Di Indonesia, hanya OM dengan risiko tinggi, seperti dalam bisnis Oil & Gas, Transportasi udara, bisnis "heavy construction", dan Power plant, yang relatif mendapat apresiasi tinggi.
Padahal "OM-based excellence" merupakan salah satu kutub di antara 2 kutub dalam penciptaan "competitive advantage" di samping "innovation excellence" di sektor bisnis maupun publik. Baik yang "knowledge-based business" maupun yang "resources-based business" (Catatan: Tentang hal ini dapat diuraikan secara detail dalam thread tersendiri).

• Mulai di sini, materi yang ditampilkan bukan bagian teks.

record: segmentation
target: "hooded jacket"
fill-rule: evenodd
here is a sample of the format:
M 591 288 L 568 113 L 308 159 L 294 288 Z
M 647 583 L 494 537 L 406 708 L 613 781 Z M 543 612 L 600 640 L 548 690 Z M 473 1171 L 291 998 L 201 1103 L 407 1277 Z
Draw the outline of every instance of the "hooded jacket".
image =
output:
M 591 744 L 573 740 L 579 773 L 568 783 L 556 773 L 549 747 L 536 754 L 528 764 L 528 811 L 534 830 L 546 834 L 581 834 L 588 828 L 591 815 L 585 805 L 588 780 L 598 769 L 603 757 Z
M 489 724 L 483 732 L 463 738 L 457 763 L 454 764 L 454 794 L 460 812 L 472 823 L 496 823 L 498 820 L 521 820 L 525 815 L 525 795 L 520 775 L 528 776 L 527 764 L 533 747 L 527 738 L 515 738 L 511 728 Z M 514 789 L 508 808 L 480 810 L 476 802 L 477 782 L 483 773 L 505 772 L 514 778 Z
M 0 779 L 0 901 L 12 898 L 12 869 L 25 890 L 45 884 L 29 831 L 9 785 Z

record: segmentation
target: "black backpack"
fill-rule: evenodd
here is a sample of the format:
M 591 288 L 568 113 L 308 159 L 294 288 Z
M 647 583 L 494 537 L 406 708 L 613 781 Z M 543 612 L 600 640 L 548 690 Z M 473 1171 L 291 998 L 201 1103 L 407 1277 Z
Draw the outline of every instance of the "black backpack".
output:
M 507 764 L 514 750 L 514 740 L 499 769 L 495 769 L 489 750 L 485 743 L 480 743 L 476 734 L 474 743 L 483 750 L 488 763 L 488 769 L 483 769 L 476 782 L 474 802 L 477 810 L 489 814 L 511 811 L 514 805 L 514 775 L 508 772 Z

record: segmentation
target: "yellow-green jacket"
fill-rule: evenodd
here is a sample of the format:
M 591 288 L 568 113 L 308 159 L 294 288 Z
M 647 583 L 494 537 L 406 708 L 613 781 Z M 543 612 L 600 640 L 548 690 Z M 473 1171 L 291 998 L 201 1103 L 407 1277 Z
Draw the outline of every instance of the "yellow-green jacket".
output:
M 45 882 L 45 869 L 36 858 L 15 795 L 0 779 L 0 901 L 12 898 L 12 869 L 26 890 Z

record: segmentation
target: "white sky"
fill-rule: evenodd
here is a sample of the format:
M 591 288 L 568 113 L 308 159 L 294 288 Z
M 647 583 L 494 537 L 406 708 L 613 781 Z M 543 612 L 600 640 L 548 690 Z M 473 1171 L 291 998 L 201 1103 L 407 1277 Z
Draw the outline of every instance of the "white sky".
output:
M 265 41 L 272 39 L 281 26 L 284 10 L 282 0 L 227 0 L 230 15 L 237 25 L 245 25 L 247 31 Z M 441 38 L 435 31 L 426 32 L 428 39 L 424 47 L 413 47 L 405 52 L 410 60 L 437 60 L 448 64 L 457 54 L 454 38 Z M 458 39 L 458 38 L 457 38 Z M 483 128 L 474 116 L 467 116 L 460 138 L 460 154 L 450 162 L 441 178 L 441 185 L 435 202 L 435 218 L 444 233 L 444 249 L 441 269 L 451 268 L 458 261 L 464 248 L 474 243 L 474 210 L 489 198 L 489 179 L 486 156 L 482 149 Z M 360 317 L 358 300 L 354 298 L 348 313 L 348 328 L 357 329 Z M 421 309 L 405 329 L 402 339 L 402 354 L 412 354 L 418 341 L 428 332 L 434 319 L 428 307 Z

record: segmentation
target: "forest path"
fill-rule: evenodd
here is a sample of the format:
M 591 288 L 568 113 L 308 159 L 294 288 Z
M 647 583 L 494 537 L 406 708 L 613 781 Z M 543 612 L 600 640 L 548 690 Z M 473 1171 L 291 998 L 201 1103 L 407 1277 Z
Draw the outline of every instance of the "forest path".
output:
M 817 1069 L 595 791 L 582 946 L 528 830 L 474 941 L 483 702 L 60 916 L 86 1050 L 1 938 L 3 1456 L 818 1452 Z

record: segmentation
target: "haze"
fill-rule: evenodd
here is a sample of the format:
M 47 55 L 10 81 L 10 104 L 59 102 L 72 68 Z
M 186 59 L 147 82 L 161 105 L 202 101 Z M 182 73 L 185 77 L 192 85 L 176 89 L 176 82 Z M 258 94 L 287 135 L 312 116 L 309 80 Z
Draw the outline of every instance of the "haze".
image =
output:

Bahasan tentang "OM Management" khususnya yg berhubungan dengan "OM excellence" sering dikaitkan dengan "process-based" daripada "result-based". Padahal banyak di antara kita yang lebih suka berorientasi pada "hasil" bukan pada "proses". Padahal menurut saya semuanya wajib "balance" sesuai dengan milestones: Input-->Proses-->Output atau Raw/Resources-->Process-->Product/Service.


Tentang pertanyaan Pak Ervan yaitu  beda antara Jembatan Kukar vs Suramadu, adalah sebagai berikut:

1). Jembatan Kukar:

menggunakan struktur yg disebut "suspension bridge". Dimana kekuatan/berat dari girder/lantai jembatan ditopang oleh kabel suspension utama yang tergantung dengan melendut hiperbolik, yg membentang di antara 2 pilar/kolom jembatan. Antara girger/lantai jembatan dengan kabel suspension utama dihubungkan dengan "hanger" berupa kabel sekunder vertikal sejajar sepanjang lantai/girder jembatan. Jika kabel suspension utama putus, maka jembatan akan runtuh. Sedang jika hanger vertikal yang putus, dapat menyebabkan pembebanan tidak stabil atau merata, sehingga jika salah satu kabel hanger putus, maka secara domino akan memutuskan kabel2 hanger lain secara berurutan. Sehingga tanpa hanger (karena putus) maka lantai/girder jembatan akan runtuh.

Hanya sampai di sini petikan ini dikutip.